Trypanosoma cruzi, the etiological agent of Chagas disease, possesses a highly repetitive genome that has historically hindered high-quality assembly and structural characterization. Despite significant advances in assembling T. cruzi genomes, major gaps remain. Among these, the complete repertoire of centromeric sequences has remained elusive, representing a critical missing piece in our understanding of chromosome structure and inheritance.

Results

Here, we generated high-coverage Hi-C (genome-wide chromosome conformation capture) data for the widely used T. cruzi Dm28c strain improving its genome assembly by scaffolding contigs and producing a more contiguous and accurate genome. To investigate centromere organization, we performed ChIP-seq using the mNeonGreen-myc-tagged kinetochore proteins KKT2 and KKT3, resulting in the identification of 33 KKT-enriched peaks across 27 scaffolds. These peaks were located in regions enriched in retrotransposable elements, particularly L1Tc and VIPER, near strand switch regions, areas of high GC content, and in 51% of the cases at the transitional regions between conserved genes and virulence-factor multigene families.
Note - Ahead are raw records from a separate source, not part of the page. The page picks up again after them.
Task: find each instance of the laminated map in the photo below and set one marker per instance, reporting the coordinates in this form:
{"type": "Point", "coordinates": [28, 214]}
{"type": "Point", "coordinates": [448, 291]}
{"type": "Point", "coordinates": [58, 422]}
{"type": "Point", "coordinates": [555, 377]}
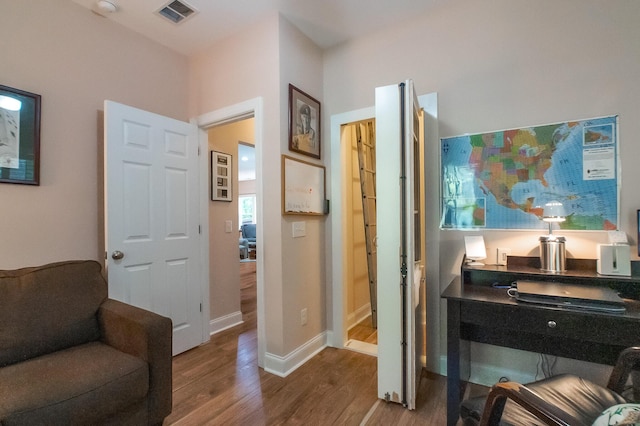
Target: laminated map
{"type": "Point", "coordinates": [503, 179]}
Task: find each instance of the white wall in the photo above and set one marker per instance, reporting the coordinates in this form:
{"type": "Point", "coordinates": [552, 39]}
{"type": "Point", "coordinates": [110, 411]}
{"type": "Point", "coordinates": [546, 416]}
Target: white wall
{"type": "Point", "coordinates": [505, 64]}
{"type": "Point", "coordinates": [75, 60]}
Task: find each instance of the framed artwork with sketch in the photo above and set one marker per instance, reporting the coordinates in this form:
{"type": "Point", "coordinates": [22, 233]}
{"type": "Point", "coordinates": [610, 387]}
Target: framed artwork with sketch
{"type": "Point", "coordinates": [221, 177]}
{"type": "Point", "coordinates": [304, 123]}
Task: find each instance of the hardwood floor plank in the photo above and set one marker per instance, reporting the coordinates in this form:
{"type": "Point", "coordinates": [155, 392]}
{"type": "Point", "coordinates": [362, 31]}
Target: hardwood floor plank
{"type": "Point", "coordinates": [219, 383]}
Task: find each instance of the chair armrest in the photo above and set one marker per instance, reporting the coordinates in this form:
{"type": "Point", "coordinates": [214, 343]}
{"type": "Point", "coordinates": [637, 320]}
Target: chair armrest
{"type": "Point", "coordinates": [148, 336]}
{"type": "Point", "coordinates": [629, 359]}
{"type": "Point", "coordinates": [529, 400]}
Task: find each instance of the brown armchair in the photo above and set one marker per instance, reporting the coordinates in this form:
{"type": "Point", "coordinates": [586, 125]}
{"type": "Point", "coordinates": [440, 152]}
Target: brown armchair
{"type": "Point", "coordinates": [70, 355]}
{"type": "Point", "coordinates": [565, 399]}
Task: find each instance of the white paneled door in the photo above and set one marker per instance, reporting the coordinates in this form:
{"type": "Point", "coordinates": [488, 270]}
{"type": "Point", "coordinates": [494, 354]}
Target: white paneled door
{"type": "Point", "coordinates": [152, 217]}
{"type": "Point", "coordinates": [400, 247]}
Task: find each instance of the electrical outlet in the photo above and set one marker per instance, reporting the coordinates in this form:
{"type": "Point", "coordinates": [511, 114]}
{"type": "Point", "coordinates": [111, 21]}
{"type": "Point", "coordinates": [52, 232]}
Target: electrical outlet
{"type": "Point", "coordinates": [502, 256]}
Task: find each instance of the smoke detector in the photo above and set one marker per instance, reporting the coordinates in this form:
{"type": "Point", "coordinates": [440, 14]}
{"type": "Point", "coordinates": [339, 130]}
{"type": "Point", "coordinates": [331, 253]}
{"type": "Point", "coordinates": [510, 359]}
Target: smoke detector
{"type": "Point", "coordinates": [106, 6]}
{"type": "Point", "coordinates": [176, 11]}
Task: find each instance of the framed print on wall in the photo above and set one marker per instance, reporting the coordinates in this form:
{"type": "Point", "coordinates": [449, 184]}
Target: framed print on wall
{"type": "Point", "coordinates": [221, 176]}
{"type": "Point", "coordinates": [304, 123]}
{"type": "Point", "coordinates": [19, 136]}
{"type": "Point", "coordinates": [303, 187]}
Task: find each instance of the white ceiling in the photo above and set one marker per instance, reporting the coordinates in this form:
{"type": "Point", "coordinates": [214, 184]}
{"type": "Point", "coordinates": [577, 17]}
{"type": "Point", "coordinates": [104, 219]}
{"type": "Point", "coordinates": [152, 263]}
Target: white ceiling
{"type": "Point", "coordinates": [326, 22]}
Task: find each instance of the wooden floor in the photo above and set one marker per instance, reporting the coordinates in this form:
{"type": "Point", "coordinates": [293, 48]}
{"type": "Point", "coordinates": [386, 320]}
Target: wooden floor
{"type": "Point", "coordinates": [220, 383]}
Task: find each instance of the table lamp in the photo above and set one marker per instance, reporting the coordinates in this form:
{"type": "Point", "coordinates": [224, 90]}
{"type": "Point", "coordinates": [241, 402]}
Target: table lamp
{"type": "Point", "coordinates": [552, 249]}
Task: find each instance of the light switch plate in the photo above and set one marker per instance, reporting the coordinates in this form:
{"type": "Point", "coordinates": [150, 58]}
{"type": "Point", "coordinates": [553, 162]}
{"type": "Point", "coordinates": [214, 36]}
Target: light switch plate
{"type": "Point", "coordinates": [298, 229]}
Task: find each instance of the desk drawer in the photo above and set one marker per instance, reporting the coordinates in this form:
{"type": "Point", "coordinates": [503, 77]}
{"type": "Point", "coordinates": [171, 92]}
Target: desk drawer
{"type": "Point", "coordinates": [583, 326]}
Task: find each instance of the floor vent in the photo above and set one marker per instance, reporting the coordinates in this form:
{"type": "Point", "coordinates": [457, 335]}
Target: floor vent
{"type": "Point", "coordinates": [177, 11]}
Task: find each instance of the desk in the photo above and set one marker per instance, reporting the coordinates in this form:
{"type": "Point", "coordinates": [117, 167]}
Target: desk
{"type": "Point", "coordinates": [478, 312]}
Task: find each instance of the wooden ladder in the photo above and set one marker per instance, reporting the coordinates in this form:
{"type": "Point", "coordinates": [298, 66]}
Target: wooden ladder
{"type": "Point", "coordinates": [367, 163]}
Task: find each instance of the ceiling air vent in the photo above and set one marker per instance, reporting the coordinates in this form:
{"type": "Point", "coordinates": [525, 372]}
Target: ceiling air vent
{"type": "Point", "coordinates": [176, 11]}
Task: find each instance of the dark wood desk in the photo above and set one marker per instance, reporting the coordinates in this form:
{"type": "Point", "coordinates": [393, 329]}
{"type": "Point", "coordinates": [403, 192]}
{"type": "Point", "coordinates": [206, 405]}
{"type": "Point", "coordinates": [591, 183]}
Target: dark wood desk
{"type": "Point", "coordinates": [478, 312]}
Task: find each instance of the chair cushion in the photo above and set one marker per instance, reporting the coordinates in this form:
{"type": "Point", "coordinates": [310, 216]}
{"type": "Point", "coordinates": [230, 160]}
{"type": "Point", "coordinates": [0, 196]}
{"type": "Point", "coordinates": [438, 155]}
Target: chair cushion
{"type": "Point", "coordinates": [80, 385]}
{"type": "Point", "coordinates": [47, 308]}
{"type": "Point", "coordinates": [579, 397]}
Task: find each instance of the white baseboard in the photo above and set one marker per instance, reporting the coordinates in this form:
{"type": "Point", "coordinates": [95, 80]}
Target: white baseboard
{"type": "Point", "coordinates": [217, 325]}
{"type": "Point", "coordinates": [283, 366]}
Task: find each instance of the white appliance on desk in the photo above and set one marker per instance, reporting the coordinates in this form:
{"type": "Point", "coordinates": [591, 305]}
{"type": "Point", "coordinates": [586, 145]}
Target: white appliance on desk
{"type": "Point", "coordinates": [614, 258]}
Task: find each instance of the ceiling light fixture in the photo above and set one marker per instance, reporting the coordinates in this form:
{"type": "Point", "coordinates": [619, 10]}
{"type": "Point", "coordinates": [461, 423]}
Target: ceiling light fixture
{"type": "Point", "coordinates": [106, 6]}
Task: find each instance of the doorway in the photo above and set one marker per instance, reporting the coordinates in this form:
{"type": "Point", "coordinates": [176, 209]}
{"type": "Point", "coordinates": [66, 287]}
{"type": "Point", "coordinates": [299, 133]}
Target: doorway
{"type": "Point", "coordinates": [251, 109]}
{"type": "Point", "coordinates": [342, 217]}
{"type": "Point", "coordinates": [358, 142]}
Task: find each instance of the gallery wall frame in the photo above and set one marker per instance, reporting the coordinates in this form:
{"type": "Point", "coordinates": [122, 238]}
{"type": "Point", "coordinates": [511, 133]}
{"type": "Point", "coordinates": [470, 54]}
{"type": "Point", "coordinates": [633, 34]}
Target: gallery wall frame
{"type": "Point", "coordinates": [19, 136]}
{"type": "Point", "coordinates": [304, 123]}
{"type": "Point", "coordinates": [303, 188]}
{"type": "Point", "coordinates": [221, 176]}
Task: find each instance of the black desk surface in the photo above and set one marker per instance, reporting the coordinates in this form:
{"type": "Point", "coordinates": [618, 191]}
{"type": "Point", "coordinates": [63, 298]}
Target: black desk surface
{"type": "Point", "coordinates": [479, 312]}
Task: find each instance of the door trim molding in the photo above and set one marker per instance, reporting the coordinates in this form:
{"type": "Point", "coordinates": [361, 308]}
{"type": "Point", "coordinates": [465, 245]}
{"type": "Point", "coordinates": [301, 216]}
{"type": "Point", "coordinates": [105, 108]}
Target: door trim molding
{"type": "Point", "coordinates": [249, 108]}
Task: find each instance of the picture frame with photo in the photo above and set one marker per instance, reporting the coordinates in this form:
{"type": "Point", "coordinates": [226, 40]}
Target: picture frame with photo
{"type": "Point", "coordinates": [19, 136]}
{"type": "Point", "coordinates": [221, 177]}
{"type": "Point", "coordinates": [304, 123]}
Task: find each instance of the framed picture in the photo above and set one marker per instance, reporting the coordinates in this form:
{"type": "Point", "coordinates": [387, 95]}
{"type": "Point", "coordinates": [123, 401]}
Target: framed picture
{"type": "Point", "coordinates": [304, 123]}
{"type": "Point", "coordinates": [303, 187]}
{"type": "Point", "coordinates": [221, 176]}
{"type": "Point", "coordinates": [19, 136]}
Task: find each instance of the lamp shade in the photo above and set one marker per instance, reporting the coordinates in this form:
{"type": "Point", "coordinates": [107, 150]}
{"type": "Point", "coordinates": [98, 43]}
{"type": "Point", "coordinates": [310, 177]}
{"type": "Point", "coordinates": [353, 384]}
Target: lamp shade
{"type": "Point", "coordinates": [553, 212]}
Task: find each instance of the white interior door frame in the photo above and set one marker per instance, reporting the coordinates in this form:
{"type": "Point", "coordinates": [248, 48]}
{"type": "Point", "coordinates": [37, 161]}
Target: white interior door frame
{"type": "Point", "coordinates": [338, 222]}
{"type": "Point", "coordinates": [250, 108]}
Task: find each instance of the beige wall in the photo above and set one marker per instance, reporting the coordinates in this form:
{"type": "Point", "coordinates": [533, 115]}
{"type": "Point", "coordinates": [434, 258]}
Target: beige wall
{"type": "Point", "coordinates": [257, 63]}
{"type": "Point", "coordinates": [75, 60]}
{"type": "Point", "coordinates": [303, 259]}
{"type": "Point", "coordinates": [505, 64]}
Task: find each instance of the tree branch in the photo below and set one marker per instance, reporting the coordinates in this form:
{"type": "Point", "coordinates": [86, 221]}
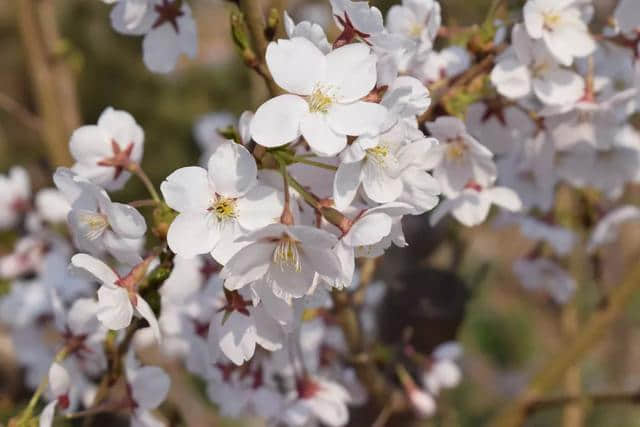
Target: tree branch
{"type": "Point", "coordinates": [553, 372]}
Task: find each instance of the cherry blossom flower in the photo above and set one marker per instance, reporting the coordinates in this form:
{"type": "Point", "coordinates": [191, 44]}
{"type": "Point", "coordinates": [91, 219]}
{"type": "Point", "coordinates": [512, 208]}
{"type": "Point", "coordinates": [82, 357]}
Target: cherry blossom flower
{"type": "Point", "coordinates": [147, 388]}
{"type": "Point", "coordinates": [118, 297]}
{"type": "Point", "coordinates": [324, 104]}
{"type": "Point", "coordinates": [531, 67]}
{"type": "Point", "coordinates": [459, 157]}
{"type": "Point", "coordinates": [289, 257]}
{"type": "Point", "coordinates": [218, 206]}
{"type": "Point", "coordinates": [416, 19]}
{"type": "Point", "coordinates": [97, 223]}
{"type": "Point", "coordinates": [471, 205]}
{"type": "Point", "coordinates": [103, 151]}
{"type": "Point", "coordinates": [59, 384]}
{"type": "Point", "coordinates": [560, 25]}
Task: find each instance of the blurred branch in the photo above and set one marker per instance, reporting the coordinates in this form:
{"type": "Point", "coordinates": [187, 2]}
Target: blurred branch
{"type": "Point", "coordinates": [255, 21]}
{"type": "Point", "coordinates": [24, 116]}
{"type": "Point", "coordinates": [602, 398]}
{"type": "Point", "coordinates": [51, 77]}
{"type": "Point", "coordinates": [553, 372]}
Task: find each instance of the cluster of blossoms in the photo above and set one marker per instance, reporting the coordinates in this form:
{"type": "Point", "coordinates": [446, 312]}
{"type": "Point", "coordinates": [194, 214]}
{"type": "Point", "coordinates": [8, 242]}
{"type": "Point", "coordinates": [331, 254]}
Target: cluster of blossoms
{"type": "Point", "coordinates": [258, 240]}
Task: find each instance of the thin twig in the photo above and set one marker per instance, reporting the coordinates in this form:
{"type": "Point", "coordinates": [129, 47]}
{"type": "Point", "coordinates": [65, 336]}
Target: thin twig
{"type": "Point", "coordinates": [24, 116]}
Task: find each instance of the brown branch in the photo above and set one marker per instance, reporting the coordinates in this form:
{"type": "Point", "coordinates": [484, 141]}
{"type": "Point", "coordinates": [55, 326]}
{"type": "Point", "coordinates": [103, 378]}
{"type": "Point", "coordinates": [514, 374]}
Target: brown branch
{"type": "Point", "coordinates": [590, 333]}
{"type": "Point", "coordinates": [51, 77]}
{"type": "Point", "coordinates": [21, 114]}
{"type": "Point", "coordinates": [601, 398]}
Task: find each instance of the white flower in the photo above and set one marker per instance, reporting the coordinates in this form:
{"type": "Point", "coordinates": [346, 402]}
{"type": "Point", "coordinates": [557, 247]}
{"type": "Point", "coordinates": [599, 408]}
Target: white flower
{"type": "Point", "coordinates": [15, 196]}
{"type": "Point", "coordinates": [310, 31]}
{"type": "Point", "coordinates": [608, 228]}
{"type": "Point", "coordinates": [319, 399]}
{"type": "Point", "coordinates": [167, 25]}
{"type": "Point", "coordinates": [98, 224]}
{"type": "Point", "coordinates": [471, 206]}
{"type": "Point", "coordinates": [443, 372]}
{"type": "Point", "coordinates": [437, 65]}
{"type": "Point", "coordinates": [416, 19]}
{"type": "Point", "coordinates": [218, 206]}
{"type": "Point", "coordinates": [627, 16]}
{"type": "Point", "coordinates": [378, 163]}
{"type": "Point", "coordinates": [118, 297]}
{"type": "Point", "coordinates": [530, 67]}
{"type": "Point", "coordinates": [542, 274]}
{"type": "Point", "coordinates": [325, 106]}
{"type": "Point", "coordinates": [59, 384]}
{"type": "Point", "coordinates": [559, 23]}
{"type": "Point", "coordinates": [287, 256]}
{"type": "Point", "coordinates": [148, 387]}
{"type": "Point", "coordinates": [358, 19]}
{"type": "Point", "coordinates": [530, 170]}
{"type": "Point", "coordinates": [459, 158]}
{"type": "Point", "coordinates": [500, 128]}
{"type": "Point", "coordinates": [238, 325]}
{"type": "Point", "coordinates": [103, 151]}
Notably, Hi-C analysis shows that candidate centromeric regions are frequently positioned between genomic domains with distinct 3D interaction profiles suggesting that they may contribute to genome compartmentalization, and frequently engage in 3D spatial clustering, suggesting a role in higher-order nuclear architecture.

Conclusion

Overall, our study provides a high-quality reference genome for the Dm28c strain, presents the first genome-wide centromere map in T. cruzi, and offers novel insights into centromere-mediated 3D genome organization.